El vistazo inconstante a una botella de tequila medio vacía, no dar cuentas a nadie en las eternas guardias del amanecer, aquella sonrisa densa y roja; y lo peor de todo es que casi quieres que te mienta, casi prefieres ser un idiota cornúpeta y seguir viviendo sin saber, mordiéndose el alma, aunque la encuentres culpable e indefensa, aunque a esas alturas ya no quede cabida ni para el cinismo ni para la mentira, sólo para la crueldad, entremezclándose el desprecio y el asco, el amor pordiosero, y jurar no ser como esa pestilente comparsa aduladora que es capaz de perder el orgullo y la ínfima dignidad.
Y pensar en las aceras con firma propia, las ciudades que albergaron algo parecido a la libertad, alguna madrugada dejada de cualquier mano retozando en brazos que jamás olvido. Porque las noches que nunca se olvidan son las que tampoco se repiten nunca.
El tiempo es algo que no vemos ni tocamos, pero se puede percibir su paso en los rostros que intuyen cómo serán, en las fotos que demuestran cómo han sido y en el presente que te explica cómo eres, y todo lo que llevas encima desde que nacieron los siglos.
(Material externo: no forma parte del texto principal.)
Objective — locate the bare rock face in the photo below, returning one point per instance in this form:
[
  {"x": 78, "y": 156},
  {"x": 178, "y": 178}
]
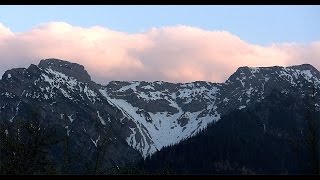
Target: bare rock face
[{"x": 136, "y": 118}]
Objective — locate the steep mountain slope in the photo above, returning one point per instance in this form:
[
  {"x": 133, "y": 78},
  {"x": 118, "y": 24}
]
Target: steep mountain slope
[
  {"x": 64, "y": 96},
  {"x": 136, "y": 119},
  {"x": 270, "y": 138},
  {"x": 166, "y": 113}
]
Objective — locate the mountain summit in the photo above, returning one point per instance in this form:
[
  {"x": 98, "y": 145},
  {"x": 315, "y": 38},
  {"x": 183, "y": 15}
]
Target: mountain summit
[{"x": 136, "y": 118}]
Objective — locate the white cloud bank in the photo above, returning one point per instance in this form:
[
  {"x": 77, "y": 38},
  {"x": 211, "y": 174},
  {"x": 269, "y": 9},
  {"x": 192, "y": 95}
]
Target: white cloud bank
[{"x": 175, "y": 54}]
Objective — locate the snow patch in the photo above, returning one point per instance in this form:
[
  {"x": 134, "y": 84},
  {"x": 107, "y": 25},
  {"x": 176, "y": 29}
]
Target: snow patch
[{"x": 101, "y": 119}]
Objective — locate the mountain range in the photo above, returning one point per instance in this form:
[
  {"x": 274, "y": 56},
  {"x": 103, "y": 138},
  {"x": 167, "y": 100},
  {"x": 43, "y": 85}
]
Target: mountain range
[{"x": 89, "y": 127}]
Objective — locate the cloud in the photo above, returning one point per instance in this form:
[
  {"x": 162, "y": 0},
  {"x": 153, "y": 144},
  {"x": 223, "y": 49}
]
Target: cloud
[{"x": 175, "y": 54}]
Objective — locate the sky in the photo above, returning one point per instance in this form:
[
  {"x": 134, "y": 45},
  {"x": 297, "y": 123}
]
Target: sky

Para conversar y dar vueltas sobre las órdenes indiscutibles, los posos de café por las mañanas, la ternura violada, la violencia del desquite, aquella expresión en la comisura de los labios, el rumbo perdido en senderos que quedaron por abrir, aplastando hierba, esa existencia aún por estrenar (aunque el lazo ya apeste a alcohol y a semen), escenas y sensaciones intensas, deambulando de aquí para allá buscando una historia, un cuerpo, una inspiración, escuela y vida. Llorar y reír son, al fin y al cabo, el camino del aprendizaje. Al final todo se reduce a las palabras y momentos; momentos vividos y palabras cosechadas, directamente del papel al olvido.